REDENÇÃO Alguém da cozinha me chamou... Gilliard Alves
REDENÇÃO
Alguém da cozinha me chamou para almoçar, mas eu não queria ver ninguém, meus olhos não queriam me obedecer, pois havia um mistério em mim que meus olhos queriam submergir das profundezas de minha ignorância. O ruído de cães latindo na rua, de pessoas conversando sobre alguns problemas familiares, de pisadas correndo atrás de qualquer espécie de fuga desse tédio que sempre fumega o quão nós somos banais e fúteis, nem os carros, nenhum desses sons conseguiam prender a minha atenção, nada disso despertava algum tipo de curiosidade em meu ser. Então, um grito ecoou. Olhei para todos os lados, e todos continuavam comendo, almoçando, conversando, se divertindo, vendo TV, e novamente um outro gritou ecoou diante dos meus ouvidos. Levantei-me, e senti todo o peso do mundo em cima de meus pés. Tudo é tão estranho. Por que só eu conseguia ouvir aquele grito? Fui para fora da casa: havia duas crianças empinando pipa na rua, um homem bêbado cantando qualquer coisa tentava manter-se em pé enquanto caminhava para sua casa; um carro tocava uma música altamente enquanto os donos do mesmo dançavam, bebiam, riam, estavam felizes. Olhei para o céu, e senti que nada mais conseguia me enxergar, nada mais conseguia me ver, nada mais era capaz de perceber a minha existência tão efêmera e minúscula.

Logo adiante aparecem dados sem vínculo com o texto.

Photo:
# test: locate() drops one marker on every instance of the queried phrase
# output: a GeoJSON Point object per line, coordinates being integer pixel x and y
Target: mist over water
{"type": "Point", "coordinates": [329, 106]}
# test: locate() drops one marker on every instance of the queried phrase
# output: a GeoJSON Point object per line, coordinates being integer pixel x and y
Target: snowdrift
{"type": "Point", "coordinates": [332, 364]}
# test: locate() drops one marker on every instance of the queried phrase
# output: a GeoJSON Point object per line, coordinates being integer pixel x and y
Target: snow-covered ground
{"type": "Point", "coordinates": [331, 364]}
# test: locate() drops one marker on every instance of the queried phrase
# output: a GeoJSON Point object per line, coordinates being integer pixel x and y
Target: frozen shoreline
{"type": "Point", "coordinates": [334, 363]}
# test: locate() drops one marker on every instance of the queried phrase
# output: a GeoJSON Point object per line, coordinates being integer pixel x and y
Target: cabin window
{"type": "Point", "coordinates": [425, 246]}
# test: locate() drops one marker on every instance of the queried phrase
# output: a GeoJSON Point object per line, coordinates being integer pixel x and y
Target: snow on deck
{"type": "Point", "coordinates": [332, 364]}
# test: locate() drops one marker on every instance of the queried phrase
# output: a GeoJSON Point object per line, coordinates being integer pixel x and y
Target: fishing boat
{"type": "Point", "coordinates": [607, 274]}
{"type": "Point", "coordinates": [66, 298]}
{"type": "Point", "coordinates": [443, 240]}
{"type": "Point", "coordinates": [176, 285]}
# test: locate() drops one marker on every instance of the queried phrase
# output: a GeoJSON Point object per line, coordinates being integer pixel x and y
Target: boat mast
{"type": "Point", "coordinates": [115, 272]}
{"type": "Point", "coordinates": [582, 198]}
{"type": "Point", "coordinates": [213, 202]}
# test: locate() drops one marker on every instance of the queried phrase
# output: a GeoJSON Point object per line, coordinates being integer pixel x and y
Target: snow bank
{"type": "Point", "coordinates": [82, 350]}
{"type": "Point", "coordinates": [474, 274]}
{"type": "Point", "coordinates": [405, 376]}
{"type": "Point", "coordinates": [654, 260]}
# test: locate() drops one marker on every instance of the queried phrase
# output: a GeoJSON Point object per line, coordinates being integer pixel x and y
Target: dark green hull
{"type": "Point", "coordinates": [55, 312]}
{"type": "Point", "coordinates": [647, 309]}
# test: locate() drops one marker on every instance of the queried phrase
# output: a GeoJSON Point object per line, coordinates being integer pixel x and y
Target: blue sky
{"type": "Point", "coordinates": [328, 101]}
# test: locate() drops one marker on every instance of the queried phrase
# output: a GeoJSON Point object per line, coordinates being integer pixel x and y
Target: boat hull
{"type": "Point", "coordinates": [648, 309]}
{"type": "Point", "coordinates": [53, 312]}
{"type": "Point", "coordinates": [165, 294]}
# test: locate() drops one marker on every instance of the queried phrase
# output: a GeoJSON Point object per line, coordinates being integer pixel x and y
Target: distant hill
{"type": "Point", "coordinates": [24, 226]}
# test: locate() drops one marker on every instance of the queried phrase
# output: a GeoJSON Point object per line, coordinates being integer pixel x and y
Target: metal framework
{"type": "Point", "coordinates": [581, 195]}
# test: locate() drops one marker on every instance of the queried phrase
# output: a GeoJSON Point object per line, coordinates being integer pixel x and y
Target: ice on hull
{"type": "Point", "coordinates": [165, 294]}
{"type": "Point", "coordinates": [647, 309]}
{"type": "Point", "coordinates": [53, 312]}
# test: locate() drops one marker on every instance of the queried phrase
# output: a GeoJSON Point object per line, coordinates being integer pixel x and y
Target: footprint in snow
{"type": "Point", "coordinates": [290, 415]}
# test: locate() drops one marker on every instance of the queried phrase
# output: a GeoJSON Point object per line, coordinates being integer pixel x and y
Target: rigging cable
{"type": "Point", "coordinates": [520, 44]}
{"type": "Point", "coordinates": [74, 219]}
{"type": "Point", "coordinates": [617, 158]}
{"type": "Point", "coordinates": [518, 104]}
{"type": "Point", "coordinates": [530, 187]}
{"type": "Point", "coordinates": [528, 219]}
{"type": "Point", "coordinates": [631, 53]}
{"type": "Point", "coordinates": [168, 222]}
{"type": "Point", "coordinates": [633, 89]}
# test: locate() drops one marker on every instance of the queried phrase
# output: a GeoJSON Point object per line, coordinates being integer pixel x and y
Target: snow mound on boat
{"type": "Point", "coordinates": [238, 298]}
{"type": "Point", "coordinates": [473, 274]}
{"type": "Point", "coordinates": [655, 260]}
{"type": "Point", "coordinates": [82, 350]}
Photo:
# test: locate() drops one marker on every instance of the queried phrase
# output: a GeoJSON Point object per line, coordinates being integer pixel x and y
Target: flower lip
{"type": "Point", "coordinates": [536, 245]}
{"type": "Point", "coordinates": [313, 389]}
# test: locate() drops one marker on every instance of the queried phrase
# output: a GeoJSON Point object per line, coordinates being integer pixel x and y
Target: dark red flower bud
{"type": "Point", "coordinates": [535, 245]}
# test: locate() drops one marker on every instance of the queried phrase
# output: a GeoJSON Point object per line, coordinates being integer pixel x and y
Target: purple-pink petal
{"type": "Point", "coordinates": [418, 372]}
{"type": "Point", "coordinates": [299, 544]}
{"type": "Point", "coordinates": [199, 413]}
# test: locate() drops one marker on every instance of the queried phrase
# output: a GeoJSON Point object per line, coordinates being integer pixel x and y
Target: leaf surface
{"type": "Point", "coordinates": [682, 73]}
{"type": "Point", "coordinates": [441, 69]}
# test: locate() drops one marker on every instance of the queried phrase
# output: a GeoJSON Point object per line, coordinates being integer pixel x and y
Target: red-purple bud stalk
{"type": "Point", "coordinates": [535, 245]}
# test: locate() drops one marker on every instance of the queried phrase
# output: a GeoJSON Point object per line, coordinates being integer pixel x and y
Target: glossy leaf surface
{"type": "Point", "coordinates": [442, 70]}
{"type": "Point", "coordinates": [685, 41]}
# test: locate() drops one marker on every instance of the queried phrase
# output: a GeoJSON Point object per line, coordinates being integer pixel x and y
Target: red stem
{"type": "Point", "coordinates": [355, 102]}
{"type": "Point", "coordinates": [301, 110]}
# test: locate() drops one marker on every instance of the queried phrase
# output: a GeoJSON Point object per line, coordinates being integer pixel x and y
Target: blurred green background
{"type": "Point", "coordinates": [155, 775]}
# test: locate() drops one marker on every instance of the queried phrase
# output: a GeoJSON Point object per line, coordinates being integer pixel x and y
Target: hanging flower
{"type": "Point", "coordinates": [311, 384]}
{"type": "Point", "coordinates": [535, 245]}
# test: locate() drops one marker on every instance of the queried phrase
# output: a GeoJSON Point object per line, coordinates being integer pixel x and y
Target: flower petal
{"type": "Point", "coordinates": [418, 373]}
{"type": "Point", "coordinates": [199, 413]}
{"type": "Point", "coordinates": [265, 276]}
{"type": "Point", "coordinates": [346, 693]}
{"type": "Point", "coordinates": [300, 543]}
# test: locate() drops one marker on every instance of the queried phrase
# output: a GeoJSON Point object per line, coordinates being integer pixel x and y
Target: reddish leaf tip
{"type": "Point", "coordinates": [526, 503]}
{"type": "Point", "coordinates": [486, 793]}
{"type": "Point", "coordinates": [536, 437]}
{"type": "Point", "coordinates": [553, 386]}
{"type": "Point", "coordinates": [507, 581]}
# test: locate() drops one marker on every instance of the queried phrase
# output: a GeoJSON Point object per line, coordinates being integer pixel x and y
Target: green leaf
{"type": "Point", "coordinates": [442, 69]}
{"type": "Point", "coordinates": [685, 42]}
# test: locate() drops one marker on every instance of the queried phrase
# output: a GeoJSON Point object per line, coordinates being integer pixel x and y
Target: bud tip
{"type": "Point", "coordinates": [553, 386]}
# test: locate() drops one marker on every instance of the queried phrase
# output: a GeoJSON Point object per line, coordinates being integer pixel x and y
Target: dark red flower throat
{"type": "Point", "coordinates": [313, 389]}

Era o mundo que estava completamente errado ou seria quem estava errado no mundo? O mundo... O mundo... O que era o mundo? Tudo desabava, tudo permanecia desabando, e as pessoas continuavam rindo e trabalhando; o mundo desabava no mais puro vazio, mas os hotéis, os estádios, os clubes, as igrejas, as casas, os asilos, os cemitérios permaneciam cheios e lotados. Por quê? Não sei o que estava acontecendo dentro de mim, mas acho que todos os meus sentimentos formavam imagens como se fossem rostos com olhos que me observavam com certa admiração e perplexidade, e me senti completamente despido e sozinho_ que sensação estranha e forte são estes momentos em que sentimos a infinitude do universo dentro de nosso corpo tão pequeno. Mas nada poderia desvirtuar a pureza de meus defeitos, nada poderia desviar o silêncio marítimo das ondas que ressoavam alaridos de anjos emudecidos no interior de minha alma, e minhas mãos tentavam em vão colher os gritos que queriam se libertar de algumas feridas antigas em que o tempo nunca se esquecera de limpar nas salas e quartos onde eu escondia tantos segredos de mim mesmo. Uma chuva fina desceu do céu, as pessoas corriam para suas casas, e corri para dentro do ninho de minha esperança que eu havia imaginado ter perdido, e finalmente uma mão tocou em meu ombro esquerdo, virei meu rosto e só havia as flores do quintal sendo acaricidas pelo vento, e uma paz indizível chorou em meu corpo, chorou tanto em meu corpo que meu coração se inundou com uma alegria que pensei não mais existir nesse mundo, enquanto todos almoçavam na cozinha, eu sentia o espírito vívido da vida voltando outra vez para junto de meus braços. Ainda reside uma gota de redenção no buraco mais fétido de meu ser.